UPL Q1 results: Revenue flat at Rs 9,216 crore, Net loss narrows sharply to Rs 88 crore

UPL Limited reported a notable improvement in its bottom line for the first quarter of FY26, as the company’s consolidated net loss narrowed significantly to ₹880 million, compared to a much steeper loss of ₹3.84 billion in the same period last year. Despite revenue remaining largely flat at ₹9,216 crore versus ₹9,067 crore a year ago, improved pricing, product mix, and operational efficiency contributed to better profitability metrics.

The agrochemical major’s EBITDA rose 26.8% year-on-year to ₹1,396 crore from ₹1,101 crore, with EBITDA margins expanding to 15.15% from 12.14% last year. Contribution margins improved by 390 basis points, aided by higher capacity utilisation and lower input costs.

Among regional performances, India posted robust revenue growth of 21%, followed by North America and Europe at 8% each. However, Latin America and the rest of the world saw a 10% decline in revenue.

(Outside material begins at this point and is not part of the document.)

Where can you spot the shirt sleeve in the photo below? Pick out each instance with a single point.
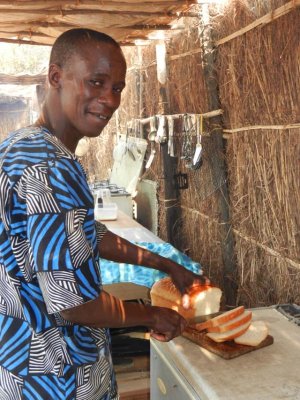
(62, 234)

At a platform level, Advanta and UPL SAS stood out with 20% and 13% revenue growth respectively.

UPL also highlighted a meaningful reduction in its net working capital to 86 days from 121 days last year, and net debt came down by ₹6,129 crore to ₹21,371 crore. The company redeemed perpetual bonds worth ₹3,409 crore in May 2025 and expects to receive the final proceeds of its ongoing rights issue by the end of September.

Management expressed optimism over the company’s long-term strategy, reaffirming their commitment to unlocking value through restructuring, strategic investments, and improved financial discipline.

Disclaimer: This article is for informational purposes only and does not constitute investment advice. Readers are advised to consult with a certified financial advisor before making any investment decisions.